Subject: Re: python binary
To: Joerg Sonnenberger <joerg@britannica.bec.de>
From: Johnny C. Lam <jlam@pkgsrc.org>
List: tech-pkg
Date: 10/10/2005 15:52:59
Joerg Sonnenberger wrote:
> 
> Yes, there are examples of that. The number for which the version change
> just works is limited though. You can't install to the site dir for
> example. That's a problem already for those packages which are not
> versioned, e.g. bittornado.  Install python24 on a fresh system,
> net/bittornado, python23 and net/bittornado-gui and wonder :-)
> 
> Really, nothing in pkgsrc should depend on ${LOCALBASE}/bin/python, it
> is evil.
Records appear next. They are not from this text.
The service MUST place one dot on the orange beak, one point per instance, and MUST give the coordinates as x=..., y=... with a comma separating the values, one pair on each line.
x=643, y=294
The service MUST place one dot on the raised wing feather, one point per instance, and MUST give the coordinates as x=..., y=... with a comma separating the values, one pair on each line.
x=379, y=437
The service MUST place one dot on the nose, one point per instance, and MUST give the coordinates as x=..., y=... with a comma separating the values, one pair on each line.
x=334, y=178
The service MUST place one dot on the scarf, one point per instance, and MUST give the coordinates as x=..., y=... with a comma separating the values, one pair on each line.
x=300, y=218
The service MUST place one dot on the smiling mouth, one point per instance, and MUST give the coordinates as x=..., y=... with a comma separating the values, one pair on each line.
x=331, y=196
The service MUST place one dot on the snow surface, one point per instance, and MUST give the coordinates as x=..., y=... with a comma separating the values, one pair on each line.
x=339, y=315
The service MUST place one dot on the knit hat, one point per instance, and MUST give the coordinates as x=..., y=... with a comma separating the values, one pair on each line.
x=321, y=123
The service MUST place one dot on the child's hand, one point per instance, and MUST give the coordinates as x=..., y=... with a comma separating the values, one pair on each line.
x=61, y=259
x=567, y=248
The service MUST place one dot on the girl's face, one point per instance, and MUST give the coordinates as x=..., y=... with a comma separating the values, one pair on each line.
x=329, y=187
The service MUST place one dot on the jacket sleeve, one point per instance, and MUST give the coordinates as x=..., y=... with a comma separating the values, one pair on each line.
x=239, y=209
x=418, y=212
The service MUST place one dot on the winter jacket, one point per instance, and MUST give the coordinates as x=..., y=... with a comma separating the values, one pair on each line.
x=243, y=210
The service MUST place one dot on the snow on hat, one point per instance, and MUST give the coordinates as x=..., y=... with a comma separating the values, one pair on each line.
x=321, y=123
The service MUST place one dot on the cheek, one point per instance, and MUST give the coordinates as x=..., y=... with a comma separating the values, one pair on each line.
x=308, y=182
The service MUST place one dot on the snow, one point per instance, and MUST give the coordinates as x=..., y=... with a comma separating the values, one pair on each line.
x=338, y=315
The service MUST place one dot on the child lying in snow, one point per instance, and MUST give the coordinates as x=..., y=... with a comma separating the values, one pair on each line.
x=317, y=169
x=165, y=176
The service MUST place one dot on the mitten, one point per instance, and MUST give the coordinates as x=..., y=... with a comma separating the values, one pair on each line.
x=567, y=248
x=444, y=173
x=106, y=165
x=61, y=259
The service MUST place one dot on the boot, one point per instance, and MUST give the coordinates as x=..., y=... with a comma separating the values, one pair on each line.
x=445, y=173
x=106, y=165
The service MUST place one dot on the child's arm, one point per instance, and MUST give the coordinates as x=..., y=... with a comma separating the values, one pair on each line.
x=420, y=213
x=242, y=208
For those crying, please keep in mind that the behaviour is
> also the default on other systems like Debian.

I pondered this exact problem for package views.  The solution I was 
going to implement (but haven't yet gotten around to) was symlink the 
correct versioned python binary somewhere into the package tree, then 
make all of the package's python scripts use that symlink path.  Mapping 
that idea to current pkgsrc, that would mean, e.g. for the bittornado 
package, we symlink /usr/pkg/bin/python2.4 to 
/usr/pkg/libexec/interpreters/bittornado-python, then we make the 
bittornado *.py scripts start with:

	#! /usr/pkg/libexec/interpreters/bittornado-python

This way, regardless of what other python packages you installed on the 
system or what your PATH looked like, bittornado would always use the 
python binary from the package named in its dependency list.  Also, 
unmanaged scripts can do whatever they want, i.e. hardcode a specific 
python binary, or use the well-known env PATH trick.

This idea needs some small refinements to work correctly with binary 
packages with open-ended dependencies, but those are easy to figure out.